La chanteuse a bien failli avoir une grande carrière, elle a fait les premières parties de Superbus, de Mathieu Boogaert, de Pauline Croze. Dans cette épopée parisienne, un manager lui a promis de lui faire signer un contrat. Elle y a cru, elle a attendu. Mais rien n’est venu. Et la grande fragile a vrillé. "J’ai failli crever et je suis rentrée à Poitiers. J’avais honte ! C’était l’échec de ma vie. Je me suis fait hospitaliser pour me protéger de moi-même."
Une descente aux enfers dont elle allait mettre cinq ans à revenir. Grâce à Easy. "Je n’ai plus touché de guitare ou d’instrument pendant cinq ans, pensant que je ne faisais pas partie de ce monde. Mais en promenant mon chien, je chantais. Et je me suis rendu compte que je n’avais plus besoin de prendre mes médicaments. Je me sentais bien. Alors, je me suis dit : "Tant pis ! J’emmerde un peu tout le monde ! Je vais chanter dans la rue et on verra."
Chanter pour conjurer la mort
C’était en 2015. Ce devait être temporaire. Aujourd’hui, Aminta Sène a une cinquantaine de chansons à son répertoire. Elle écrit, joue et chante. Beaucoup sur le temps. Celui qui passe. "Je suis quelqu’un de très angoissé et d’insomniaque. Il n’y a que quand je chante que j’ai l’impression d’être immortelle." La musique, comme un contrôle sur la vie. Une protection.
Après une décennie à donner un concert permanent dans sa ville natale, voici le salaire qui vient. Aminta Sène vient de sortir son premier CD, « Juste à temps », un EP de six titres.
"C’est un cadeau ! C’est mon rêve depuis que je suis toute petite ! Je rêvais d’être Mickaël Jackson ! Heureusement que l’on fait des rencontres qui vous sauvent et vous redonnent de la vitalité !"

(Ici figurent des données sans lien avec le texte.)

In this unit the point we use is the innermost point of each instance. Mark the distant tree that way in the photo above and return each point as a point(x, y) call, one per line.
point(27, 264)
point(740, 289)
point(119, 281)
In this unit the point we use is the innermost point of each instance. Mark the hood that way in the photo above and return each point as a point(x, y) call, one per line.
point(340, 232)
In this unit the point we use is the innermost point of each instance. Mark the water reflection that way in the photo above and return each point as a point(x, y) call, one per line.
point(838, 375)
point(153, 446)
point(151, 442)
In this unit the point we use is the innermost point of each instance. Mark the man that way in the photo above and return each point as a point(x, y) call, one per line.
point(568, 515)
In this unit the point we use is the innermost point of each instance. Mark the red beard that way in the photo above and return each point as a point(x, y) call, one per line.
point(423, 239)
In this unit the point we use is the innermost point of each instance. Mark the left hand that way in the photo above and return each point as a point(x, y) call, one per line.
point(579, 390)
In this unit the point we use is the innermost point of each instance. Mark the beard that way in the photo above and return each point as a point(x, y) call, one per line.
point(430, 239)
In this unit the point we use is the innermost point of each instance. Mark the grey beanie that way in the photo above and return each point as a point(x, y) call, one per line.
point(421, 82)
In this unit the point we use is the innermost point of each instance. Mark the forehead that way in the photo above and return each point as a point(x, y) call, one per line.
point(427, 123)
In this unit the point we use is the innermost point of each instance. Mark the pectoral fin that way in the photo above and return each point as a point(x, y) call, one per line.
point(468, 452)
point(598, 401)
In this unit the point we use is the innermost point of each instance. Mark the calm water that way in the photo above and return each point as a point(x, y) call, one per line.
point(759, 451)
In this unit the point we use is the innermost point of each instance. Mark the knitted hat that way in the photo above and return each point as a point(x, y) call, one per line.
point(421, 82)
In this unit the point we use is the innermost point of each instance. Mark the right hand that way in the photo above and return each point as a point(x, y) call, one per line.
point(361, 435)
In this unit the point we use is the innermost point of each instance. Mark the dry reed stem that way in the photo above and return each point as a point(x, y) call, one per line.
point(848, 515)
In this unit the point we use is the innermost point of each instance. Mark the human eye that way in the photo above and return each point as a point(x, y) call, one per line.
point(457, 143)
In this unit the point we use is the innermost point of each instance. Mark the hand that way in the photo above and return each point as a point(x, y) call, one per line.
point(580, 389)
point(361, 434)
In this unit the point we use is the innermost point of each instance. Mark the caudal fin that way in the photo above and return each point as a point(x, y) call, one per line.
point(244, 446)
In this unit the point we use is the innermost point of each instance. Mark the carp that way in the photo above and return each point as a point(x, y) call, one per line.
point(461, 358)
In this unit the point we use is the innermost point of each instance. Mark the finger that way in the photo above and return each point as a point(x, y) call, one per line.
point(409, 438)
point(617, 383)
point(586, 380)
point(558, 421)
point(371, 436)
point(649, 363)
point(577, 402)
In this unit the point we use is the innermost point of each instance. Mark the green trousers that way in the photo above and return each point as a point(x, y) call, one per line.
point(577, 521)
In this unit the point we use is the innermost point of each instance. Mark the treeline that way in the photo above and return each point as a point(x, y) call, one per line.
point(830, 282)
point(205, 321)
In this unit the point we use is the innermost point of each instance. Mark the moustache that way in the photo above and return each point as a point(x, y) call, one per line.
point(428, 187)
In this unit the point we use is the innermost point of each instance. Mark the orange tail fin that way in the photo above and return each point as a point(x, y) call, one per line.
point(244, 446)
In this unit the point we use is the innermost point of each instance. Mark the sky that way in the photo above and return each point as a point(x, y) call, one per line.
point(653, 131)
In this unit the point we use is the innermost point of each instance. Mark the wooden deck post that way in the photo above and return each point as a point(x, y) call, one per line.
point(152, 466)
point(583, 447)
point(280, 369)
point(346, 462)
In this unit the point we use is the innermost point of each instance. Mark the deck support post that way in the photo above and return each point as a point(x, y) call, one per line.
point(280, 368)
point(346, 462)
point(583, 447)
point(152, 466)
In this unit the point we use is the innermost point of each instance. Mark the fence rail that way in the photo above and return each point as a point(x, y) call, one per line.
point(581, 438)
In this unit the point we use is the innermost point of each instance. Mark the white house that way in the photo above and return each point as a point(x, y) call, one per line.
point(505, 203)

Une rencontre dans la rue avec l’un des membres de l’association L’Orbe qui produit des artistes locaux. "Aminta est l’une des premières artistes que je rencontre avec tant d’authenticité, confie Or Majician, qui a produit le disque. Ce n’est pas quelqu’un qui va mettre un masque. Elle va vivre son art littéralement. Et c’est particulièrement inspirant de voir une personne suivre son rêve depuis plusieurs années et se relever malgré les difficultés."
Un CD en forme de légitimité retrouvée. La chanteuse poitevine espère qu’il va lui ouvrir les portes des festivals et des salles de concert.
Car si elle affiche régulièrement un manque de confiance pathologique, dès qu’il s’agit de musique, de concert, de lumières, de sonorisation, le visage d’Aminta Sène s’anime d’une détermination inébranlable.